While the government, society and the church have augmenting roles to play in our lives, there is a serious need to consider the personal consequences of actions such as these. Has life really been worth a dime a dozen? We need to have some order and consequences for actions like these. Agreeably, there is a need to understand why the mother of Baby George Francis did what she did. Clearly, she is not in the right state of mind. Her actions were based on selfish motives rather than facing the consequences of being a single parent. And her story is as pathetic as it is to be believed. It was not the baby's fault that he was conceived and whatever behavior the mother had gone through is no reason for making Baby George feel unwanted. Whatever reason is provided, it is as sordid as the telenovelas that are churned from our television set.

The irony is that many of us would prefer to find quick but senseless solutions than carry the cross.

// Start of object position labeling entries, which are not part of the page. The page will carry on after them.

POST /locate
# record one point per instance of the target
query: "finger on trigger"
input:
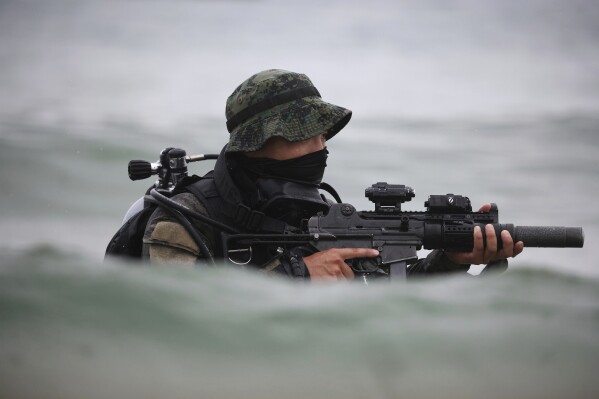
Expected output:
(491, 242)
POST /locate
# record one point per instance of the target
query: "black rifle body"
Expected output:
(447, 224)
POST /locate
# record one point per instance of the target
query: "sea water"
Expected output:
(497, 101)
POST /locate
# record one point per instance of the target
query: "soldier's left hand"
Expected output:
(483, 255)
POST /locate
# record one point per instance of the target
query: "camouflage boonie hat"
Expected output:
(279, 103)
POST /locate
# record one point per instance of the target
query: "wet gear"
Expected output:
(279, 103)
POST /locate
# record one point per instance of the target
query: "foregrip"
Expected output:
(549, 236)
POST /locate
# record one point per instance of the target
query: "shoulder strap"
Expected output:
(237, 214)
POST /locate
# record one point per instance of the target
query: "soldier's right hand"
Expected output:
(330, 264)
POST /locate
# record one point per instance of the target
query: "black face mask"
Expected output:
(307, 169)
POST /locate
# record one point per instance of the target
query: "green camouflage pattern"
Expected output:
(296, 120)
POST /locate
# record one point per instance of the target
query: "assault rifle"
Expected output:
(448, 223)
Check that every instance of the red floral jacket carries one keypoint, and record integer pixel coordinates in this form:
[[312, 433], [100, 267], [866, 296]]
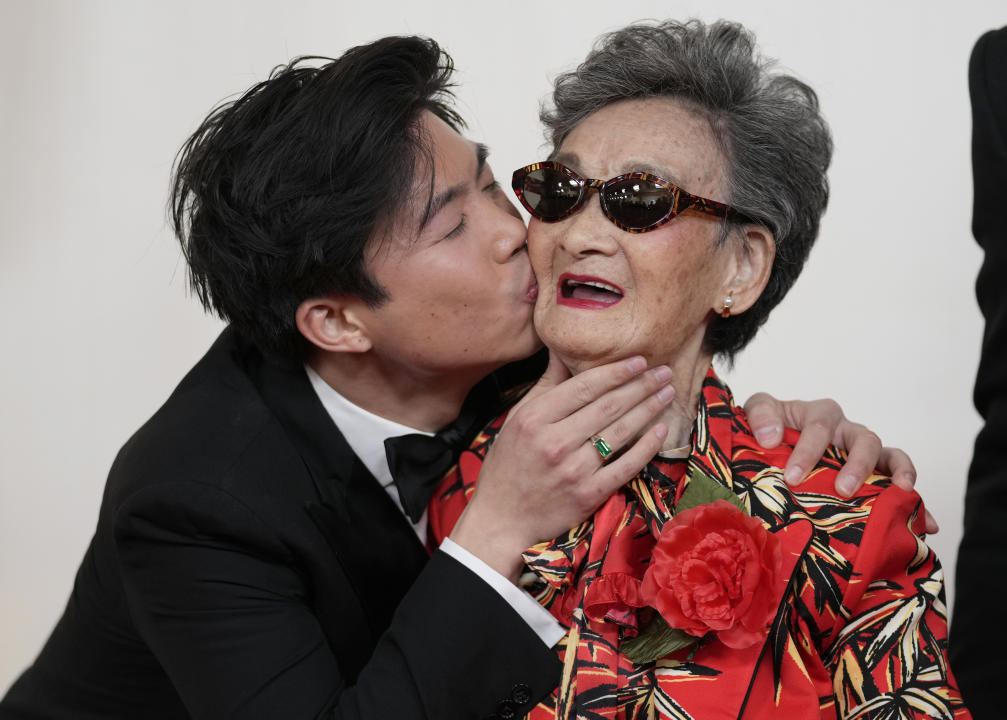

Yet as long as we continue to tolerate and think that these individual decisions are personal and that we have no business at what they do with their lives, we go into a vicious cycle of creating a future generation that is unwanted. An unwanted generation has no remorse and is unforgiving to a society that has turned its back on them once upon a time.

Nobody wants to be ugly, pudgy, and poor. Nobody wants to be a loser, a beggar or burdened. People all want to be stars, rich and famous. No stress in life. A job that fits us like a glove.

Nothing wrong with ambition. We all need a goal otherwise, life has actually no purpose.

No one said that everything in life comes in a silver platter. Responsibility is the key to accomplishing our goals and dreams. And we need to take responsibility for our actions - face the music, so to put it. The key to success is perseverance and even if we do persevere, some of us may not get to the end of the rainbow. But getting half way there isn't too bad a journey considering that many of us started from nothing at all.

How many more unwanted children will need to sacrifice because parents were not responsible enough to face the consequences of their actions? It is frightening to see a new generation of people who have no empathy or remorse because we mold them into what they will become tomorrow by making them feel unwanted, today.

[Note: The pictures posted were from ABSCBN.com and Reuters. Someone wrote to me to tell me they are his pictures and requested they be removed. For whatever reason, I am replacing the original post and posting one that was provided as public access.]